Additionally, the UBO of the legal entity should be identified and verified.

To learn more about the specific documents that must be collected from businesses, check out our guidelines here.

How to get compliant

To comply with AML regulations in Australia, companies need to follow the obligations set out by the AML/CFT Act. They include:

• Appointing a Money Laundering Reporting Officer (MLRO)
• Staff training
• Risk assessment of each customer depending on their likelihood of conducting illegal activities, such as money laundering and terrorism financing
• Conducting Customer Due Diligence (CDD), Simplified Due Diligence (SDD), and Enhanced Due Diligence (EDD) 
• Checking Source of Funds and Source of Wealth
• Recordkeeping for at least seven years from the end date of a business relationship or final transaction
• Reporting suspicious activity (called Suspicious Matter Reports)
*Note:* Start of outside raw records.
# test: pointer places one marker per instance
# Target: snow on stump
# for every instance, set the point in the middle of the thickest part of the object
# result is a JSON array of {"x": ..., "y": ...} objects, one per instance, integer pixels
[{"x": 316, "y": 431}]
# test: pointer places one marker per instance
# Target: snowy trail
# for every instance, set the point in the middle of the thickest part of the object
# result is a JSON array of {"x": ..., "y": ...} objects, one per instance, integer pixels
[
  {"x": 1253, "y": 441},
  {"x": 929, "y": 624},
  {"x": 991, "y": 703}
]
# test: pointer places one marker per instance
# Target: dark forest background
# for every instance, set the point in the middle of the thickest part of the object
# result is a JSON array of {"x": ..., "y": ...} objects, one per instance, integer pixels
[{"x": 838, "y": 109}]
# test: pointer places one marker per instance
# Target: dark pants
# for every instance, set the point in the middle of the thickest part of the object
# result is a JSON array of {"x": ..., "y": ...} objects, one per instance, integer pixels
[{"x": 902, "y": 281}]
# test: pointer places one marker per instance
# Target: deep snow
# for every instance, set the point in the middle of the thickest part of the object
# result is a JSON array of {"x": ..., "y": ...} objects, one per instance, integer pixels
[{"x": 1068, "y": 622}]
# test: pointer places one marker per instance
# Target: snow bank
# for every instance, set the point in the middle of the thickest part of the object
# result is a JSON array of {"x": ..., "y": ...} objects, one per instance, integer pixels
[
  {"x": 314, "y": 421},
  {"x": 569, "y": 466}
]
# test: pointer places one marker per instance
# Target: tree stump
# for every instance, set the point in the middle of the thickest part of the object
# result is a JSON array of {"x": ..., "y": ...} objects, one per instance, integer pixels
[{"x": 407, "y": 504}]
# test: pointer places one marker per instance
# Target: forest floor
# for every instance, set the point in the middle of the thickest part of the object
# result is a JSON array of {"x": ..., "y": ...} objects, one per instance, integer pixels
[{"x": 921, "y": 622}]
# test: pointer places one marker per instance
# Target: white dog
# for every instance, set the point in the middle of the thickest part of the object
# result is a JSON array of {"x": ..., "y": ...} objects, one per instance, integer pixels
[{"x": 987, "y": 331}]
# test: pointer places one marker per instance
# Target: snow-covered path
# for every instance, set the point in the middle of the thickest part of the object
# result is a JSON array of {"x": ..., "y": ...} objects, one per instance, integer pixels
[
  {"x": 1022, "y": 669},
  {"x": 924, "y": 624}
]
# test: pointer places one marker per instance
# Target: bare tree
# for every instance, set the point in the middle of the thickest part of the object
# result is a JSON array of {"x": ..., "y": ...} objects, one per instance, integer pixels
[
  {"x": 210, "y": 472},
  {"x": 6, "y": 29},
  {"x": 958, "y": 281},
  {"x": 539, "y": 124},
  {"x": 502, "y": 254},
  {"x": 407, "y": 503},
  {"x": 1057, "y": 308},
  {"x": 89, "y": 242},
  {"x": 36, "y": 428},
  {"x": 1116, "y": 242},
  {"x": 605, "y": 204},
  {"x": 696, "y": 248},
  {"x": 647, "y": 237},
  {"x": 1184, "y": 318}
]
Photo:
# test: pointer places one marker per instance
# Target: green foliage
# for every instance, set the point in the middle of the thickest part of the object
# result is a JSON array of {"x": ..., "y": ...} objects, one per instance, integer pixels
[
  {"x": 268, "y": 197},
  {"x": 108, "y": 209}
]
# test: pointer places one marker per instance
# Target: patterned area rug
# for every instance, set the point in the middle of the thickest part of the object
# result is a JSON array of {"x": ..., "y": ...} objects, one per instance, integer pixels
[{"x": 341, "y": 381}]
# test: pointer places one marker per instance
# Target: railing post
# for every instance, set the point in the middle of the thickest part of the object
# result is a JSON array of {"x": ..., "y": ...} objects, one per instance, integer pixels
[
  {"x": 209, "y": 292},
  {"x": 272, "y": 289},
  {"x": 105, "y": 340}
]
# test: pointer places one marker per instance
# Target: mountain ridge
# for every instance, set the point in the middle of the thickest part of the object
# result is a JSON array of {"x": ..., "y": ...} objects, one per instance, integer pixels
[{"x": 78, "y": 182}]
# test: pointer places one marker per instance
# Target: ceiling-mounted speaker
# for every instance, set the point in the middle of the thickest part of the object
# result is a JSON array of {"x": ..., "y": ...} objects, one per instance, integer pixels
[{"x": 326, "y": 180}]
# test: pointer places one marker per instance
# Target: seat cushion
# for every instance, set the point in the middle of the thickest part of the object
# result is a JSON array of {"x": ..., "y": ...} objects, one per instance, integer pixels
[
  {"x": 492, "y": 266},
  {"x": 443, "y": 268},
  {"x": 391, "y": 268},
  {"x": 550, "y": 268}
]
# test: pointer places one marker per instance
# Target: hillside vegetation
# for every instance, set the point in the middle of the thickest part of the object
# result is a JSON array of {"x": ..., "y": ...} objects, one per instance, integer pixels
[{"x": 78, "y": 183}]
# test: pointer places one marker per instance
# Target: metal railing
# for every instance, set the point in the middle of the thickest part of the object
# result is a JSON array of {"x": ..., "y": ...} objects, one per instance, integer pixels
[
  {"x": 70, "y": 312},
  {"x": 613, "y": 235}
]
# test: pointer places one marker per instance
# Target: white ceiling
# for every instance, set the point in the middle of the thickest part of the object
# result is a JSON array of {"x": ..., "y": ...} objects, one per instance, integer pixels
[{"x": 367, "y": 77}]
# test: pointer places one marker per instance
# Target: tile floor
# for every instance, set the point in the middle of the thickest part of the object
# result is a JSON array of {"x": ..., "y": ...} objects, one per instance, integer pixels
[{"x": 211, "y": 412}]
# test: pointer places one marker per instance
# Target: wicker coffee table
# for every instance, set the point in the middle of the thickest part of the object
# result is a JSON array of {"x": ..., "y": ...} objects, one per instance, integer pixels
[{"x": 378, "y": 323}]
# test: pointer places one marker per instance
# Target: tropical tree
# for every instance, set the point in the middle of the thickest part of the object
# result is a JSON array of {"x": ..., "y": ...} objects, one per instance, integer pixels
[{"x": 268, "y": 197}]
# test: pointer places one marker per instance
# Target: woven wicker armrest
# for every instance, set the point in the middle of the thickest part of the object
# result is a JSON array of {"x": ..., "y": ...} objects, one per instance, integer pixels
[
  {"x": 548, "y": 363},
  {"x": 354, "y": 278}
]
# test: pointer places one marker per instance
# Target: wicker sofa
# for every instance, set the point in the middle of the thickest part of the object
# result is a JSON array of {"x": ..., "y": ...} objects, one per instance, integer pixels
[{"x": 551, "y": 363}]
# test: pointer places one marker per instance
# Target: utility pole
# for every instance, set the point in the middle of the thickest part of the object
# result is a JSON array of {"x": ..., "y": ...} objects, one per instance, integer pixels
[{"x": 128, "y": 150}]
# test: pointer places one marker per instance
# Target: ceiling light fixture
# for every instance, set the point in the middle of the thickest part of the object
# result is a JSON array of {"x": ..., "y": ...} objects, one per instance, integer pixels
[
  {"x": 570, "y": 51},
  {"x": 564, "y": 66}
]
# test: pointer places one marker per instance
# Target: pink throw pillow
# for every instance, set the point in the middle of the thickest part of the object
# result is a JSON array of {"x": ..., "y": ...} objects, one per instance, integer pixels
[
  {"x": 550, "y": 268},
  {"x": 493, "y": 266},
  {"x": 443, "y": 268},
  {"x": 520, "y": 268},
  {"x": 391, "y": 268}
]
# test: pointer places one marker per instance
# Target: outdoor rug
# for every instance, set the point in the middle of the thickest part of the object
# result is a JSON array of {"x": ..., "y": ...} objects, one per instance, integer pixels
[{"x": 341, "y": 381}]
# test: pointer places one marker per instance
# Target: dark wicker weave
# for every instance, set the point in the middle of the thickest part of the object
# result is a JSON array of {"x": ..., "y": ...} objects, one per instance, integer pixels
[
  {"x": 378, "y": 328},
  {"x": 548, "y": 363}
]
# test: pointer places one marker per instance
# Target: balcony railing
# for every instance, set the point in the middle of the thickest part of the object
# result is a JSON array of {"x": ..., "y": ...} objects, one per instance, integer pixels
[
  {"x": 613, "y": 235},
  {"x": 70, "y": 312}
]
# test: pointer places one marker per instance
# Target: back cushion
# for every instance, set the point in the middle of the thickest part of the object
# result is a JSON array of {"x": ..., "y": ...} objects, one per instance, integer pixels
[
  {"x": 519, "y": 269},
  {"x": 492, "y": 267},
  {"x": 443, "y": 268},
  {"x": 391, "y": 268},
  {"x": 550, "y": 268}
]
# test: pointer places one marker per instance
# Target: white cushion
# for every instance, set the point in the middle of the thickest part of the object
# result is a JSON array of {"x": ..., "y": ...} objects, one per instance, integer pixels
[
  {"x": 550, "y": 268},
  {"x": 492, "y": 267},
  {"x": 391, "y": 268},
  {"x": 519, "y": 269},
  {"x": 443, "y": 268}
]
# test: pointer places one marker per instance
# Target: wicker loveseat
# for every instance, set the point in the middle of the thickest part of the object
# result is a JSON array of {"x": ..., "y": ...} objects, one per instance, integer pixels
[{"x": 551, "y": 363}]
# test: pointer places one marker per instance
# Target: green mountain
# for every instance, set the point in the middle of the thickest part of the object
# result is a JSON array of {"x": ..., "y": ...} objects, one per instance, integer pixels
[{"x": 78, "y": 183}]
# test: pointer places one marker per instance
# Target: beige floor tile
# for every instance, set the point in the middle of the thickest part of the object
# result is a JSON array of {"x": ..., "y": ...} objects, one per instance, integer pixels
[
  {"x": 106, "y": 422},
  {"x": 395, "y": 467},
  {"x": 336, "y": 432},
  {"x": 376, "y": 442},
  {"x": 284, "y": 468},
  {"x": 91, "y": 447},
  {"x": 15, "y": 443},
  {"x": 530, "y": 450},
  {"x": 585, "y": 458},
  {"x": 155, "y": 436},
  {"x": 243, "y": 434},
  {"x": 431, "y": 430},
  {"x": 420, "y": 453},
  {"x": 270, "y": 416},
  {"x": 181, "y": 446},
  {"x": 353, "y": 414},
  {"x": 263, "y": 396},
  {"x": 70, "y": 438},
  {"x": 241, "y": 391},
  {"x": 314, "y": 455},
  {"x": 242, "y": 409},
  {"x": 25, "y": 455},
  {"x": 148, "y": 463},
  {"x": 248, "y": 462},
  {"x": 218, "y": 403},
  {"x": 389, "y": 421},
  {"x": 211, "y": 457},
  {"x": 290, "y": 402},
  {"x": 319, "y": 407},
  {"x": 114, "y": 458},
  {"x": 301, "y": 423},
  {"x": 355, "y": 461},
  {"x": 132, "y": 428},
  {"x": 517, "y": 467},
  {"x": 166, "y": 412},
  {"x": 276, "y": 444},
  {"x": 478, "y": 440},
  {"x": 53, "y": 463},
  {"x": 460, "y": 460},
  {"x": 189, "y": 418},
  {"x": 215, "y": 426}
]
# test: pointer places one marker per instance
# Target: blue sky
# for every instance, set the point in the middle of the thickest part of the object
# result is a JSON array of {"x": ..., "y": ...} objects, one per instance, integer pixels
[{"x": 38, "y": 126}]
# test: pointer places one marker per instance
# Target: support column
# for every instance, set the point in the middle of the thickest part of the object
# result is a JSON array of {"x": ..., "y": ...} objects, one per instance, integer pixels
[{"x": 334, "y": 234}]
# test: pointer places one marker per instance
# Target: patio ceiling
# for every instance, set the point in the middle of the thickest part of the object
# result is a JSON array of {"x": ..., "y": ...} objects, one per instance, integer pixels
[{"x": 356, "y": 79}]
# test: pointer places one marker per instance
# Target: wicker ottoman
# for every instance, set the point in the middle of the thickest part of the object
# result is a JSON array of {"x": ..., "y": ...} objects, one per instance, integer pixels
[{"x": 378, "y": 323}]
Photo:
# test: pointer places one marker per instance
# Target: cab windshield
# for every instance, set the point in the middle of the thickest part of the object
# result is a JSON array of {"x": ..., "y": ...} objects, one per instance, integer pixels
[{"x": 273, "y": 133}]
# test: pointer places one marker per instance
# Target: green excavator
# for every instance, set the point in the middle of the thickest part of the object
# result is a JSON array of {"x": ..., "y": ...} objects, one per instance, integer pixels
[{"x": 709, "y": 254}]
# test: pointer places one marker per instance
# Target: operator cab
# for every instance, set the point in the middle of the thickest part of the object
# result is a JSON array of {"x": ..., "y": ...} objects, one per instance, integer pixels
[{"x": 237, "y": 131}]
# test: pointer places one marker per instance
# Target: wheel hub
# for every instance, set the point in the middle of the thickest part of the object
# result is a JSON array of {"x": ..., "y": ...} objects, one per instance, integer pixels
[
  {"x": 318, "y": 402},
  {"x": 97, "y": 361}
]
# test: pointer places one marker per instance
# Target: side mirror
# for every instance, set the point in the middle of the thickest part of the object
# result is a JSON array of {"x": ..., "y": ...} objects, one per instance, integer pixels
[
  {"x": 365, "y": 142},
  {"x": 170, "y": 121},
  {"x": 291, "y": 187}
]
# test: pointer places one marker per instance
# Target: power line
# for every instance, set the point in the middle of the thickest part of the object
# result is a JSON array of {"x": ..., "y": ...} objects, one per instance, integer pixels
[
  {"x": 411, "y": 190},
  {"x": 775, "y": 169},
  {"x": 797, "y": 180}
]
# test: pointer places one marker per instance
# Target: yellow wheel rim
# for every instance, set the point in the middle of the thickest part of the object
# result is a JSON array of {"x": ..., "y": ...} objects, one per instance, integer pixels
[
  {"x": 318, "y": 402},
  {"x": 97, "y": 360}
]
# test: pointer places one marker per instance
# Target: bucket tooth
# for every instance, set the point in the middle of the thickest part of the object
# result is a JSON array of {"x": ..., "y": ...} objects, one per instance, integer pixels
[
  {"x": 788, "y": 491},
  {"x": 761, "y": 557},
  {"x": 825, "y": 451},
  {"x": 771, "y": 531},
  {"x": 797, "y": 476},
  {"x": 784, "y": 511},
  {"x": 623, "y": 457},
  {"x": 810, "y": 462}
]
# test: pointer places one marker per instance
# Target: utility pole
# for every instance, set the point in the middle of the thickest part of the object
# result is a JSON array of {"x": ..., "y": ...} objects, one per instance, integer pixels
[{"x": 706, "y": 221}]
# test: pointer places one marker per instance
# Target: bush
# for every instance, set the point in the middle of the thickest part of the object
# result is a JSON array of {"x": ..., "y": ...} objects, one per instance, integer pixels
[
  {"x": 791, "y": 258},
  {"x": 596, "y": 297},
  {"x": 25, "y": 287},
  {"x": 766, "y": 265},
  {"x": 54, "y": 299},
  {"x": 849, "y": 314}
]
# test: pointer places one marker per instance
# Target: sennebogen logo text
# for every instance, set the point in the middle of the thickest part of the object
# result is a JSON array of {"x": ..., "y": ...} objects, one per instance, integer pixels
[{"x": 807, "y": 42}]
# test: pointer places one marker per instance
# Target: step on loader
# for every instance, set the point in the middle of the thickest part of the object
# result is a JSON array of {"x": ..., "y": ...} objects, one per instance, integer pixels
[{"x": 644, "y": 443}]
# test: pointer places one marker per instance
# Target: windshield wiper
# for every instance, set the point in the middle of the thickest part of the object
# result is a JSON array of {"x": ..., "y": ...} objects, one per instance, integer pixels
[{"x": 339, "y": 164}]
Companies must submit a special report to AUSTRAC every time a customer conducts a transfer of physical currency exceeding A$10,000, within 10 days after the transaction took place. In cases when a company believes that a transaction is related to a criminal activity, the Suspicious Matter Reports must be submitted within 24 hours if the crime is linked to terrorism financing, and within 3 days if it’s related to money laundering. 

Penalties for non-compliance

AUSTRAC is in charge of enforcing penalties over failures to comply with regulations and/or purposeful illicit activity. The penalties may vary from fines to license revocation and even imprisonment. 

The maximum penalty for money laundering offenses for an individual might include life imprisonment or a financial penalty of A$6,260,000 (approximately $4.2 million). 

When it comes to violating the AML/CFT Act, the maximum penalty for an individual is A$6,260,000. Meanwhile, a corporation may face up to a A$31,3 million fine (approximately $21 million).

KYC solutions for Australia

Sumsub provides a variety of tools that can minimize criminal activity. These include, but aren’t limited to:

• Customer identification—providing customer personal data (name, date of birth, address)
• Liveness—checking that the customer is a real and living person. This can be done through facial biometrics authentication.
• Verification—determining the authenticity of the customer’s claims and documents. This step may include AML screening to check whether the customer is listed in adverse media, sanctions lists, PEP lists, etc.
• Address verification—verifying that the customer actually resides in their selected country by checking utility bills, bank statements, or other proof of address documents. This includes checking whether the customer comes from high-risk countries (such as Iran and North Korea) or countries under increased monitoring.
• Risk scoring—determining the risk category of the customer based on the results of the above checks. Depending on the calculated risk level, businesses adjust their approach to the customer’s verification. Accordingly, a higher risk score will necessitate additional checks.

FAQ

• What are the KYC requirements in Australia?

  A new user must provide their personal information, including:

  • Full name

  • Date of birth or residential address

• What is eKYC in Australia?

  Automated KYC solutions, or eKYC, can process documents by extracting their data, checking security features, and comparing them against templates. Algorithms draw together the results of these checks and indicate whether the identity document is authentic.

• What are the rules for KYC compliance?

  The main regulation in the country is called the Anti-Money Laundering Counter Terrorism Financing Act (AML/CTF Act). The Act outlines the list of affected entities, which includes various types of companies working with finances (banks, financial institutions, crypto companies, casinos, etc.) and sets requirements for them. This includes registering with d AUSTRAC and creating an internal AML program.